Fitch Views Rogers Transactions as Neutral to Ratings
The series of transactions include Rogers completing the previously announced spectrum acquisition of AWS-1 spectrum from Shaw Communications Inc., the acquisition of 100% ownership in Mobilicity and a spectrum swap with WIND Mobile. Rogers' net investment for the transactions is approximately CAD365 million including a CAD175 million benefit from tax losses.
Rogers' Negative Rating Outlook is reflective of the increase in near-term financial risk associated with Rogers' CAD3.3 billion 700 MHz spectrum. The cash requirements were substantially above expectations, although Fitch acknowledges the strategic importance and lumpiness that is related to this critical investment as the company's wireless competitive position would be materially diminished without it.
Given the elevated leverage, Rogers has limited ratings flexibility for operating shortfalls, material unexpected cash requirements from other initiatives or any additional leveraging events. Thus, Rogers must reduce leverage to improve its financial risk profile.
Fitch believes Rogers maintains some flexibility to minimize the cash impacts from these transactions. Rogers could monetize non-core assets that would provide additional cash sources including Rogers CAD1 plus billion stake in Cogeco Cable.
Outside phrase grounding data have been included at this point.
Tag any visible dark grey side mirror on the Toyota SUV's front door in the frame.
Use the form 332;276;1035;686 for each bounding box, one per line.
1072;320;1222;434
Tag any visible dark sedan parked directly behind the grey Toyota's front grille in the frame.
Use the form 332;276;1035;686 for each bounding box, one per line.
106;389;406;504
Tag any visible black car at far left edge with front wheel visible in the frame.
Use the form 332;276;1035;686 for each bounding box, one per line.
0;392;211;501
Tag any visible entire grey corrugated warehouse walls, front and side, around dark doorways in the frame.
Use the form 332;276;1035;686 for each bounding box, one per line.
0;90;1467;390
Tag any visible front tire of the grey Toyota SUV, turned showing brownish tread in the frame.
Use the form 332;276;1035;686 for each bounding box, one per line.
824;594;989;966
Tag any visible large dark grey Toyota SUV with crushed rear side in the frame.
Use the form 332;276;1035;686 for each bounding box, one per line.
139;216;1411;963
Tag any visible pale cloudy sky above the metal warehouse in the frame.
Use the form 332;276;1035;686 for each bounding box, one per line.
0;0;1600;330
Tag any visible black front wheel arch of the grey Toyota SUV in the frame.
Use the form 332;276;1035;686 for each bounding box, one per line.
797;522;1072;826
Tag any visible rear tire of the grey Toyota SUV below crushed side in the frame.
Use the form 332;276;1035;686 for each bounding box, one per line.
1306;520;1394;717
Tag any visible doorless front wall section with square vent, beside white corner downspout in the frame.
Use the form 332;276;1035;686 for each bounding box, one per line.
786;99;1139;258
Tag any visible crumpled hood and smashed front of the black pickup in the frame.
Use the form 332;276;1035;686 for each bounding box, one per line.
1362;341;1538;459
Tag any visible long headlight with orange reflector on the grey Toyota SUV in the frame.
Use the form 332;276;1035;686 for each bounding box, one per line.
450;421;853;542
However, Fitch does not include an asset sale of Cogeco Cable in our analysis as a potential sale is highly speculative and uncertain.
The transaction incrementally improves Rogers spectrum position in British Columbia, Alberta and Southern Ontario by increasing the amount of contiguous spectrum available for LTE deployment. The spectrum acquisitions allow Rogers to improve the speed and network capacity in these areas with minimal capital spending. Transaction, which requires Competition Bureau approval, has already been approved by the Court.